Courtney Rachel, Gamble Candace, Arango Monica L, Shah Avni, Rubio Nunilo I, Nguyen Joanne, Rodriguez-Buritica David
J Pediatr Endocrinol Metab. 2016 Sep 1;29(9):1089-93. doi: 10.1515/jpem-2016-0040.
Permanent neonatal diabetes (PNDM) is a rare genetic condition characterized by hyperglycemia, insulinopenia, and failure to thrive beginning in the first 6 months of life. Recessive mutations in INS lead to decreased production of insulin via a variety of mechanisms. We present a case of two brothers, born to consanguineous parents, with a novel homozygous intronic variant in the INS gene. Each patient presented with intrauterine growth restriction (IUGR) and significant hyperglycemia within the first 24 h of life. All the grandparents have a diagnosis of diabetes, one of them requiring insulin treatment and the parents currently deny personal histories of diabetes. Although this mutation has not previously been described, given the segregation of the mutation, absence of heterozygosity (AOH) in the genomic region encompassing the INS locus, documented insulinopenia, and high neonatal insulin requirements, we suspect that this variant is pathogenic.
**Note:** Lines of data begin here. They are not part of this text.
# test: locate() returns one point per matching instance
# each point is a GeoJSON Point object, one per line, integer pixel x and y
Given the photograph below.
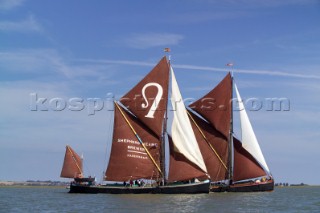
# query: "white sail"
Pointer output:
{"type": "Point", "coordinates": [182, 133]}
{"type": "Point", "coordinates": [249, 139]}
Possible implications for personalized treatment of the underlying molecular etiology for an individual's diabetes are discussed.
永久性新生儿糖尿病(PNDM)是一种罕见的遗传性疾病,其特征为高血糖、胰岛素缺乏以及在出生后6个月内出现生长发育迟缓。胰岛素基因(INS)的隐性突变通过多种机制导致胰岛素生成减少。我们报告了一例近亲结婚父母所生的两兄弟病例,他们的INS基因存在一种新的纯合内含子变异。每名患者在出生后24小时内均出现宫内生长受限(IUGR)和显著高血糖。所有祖父母均被诊断患有糖尿病,其中一人需要胰岛素治疗,而父母目前否认有糖尿病个人史。尽管此前尚未描述过这种突变,但鉴于该突变的分离情况、INS基因座所在基因组区域不存在杂合性缺失(AOH)、记录到的胰岛素缺乏以及新生儿对胰岛素的高需求,我们怀疑这种变异具有致病性。本文讨论了该变异对个体糖尿病潜在分子病因的个性化治疗可能产生的影响。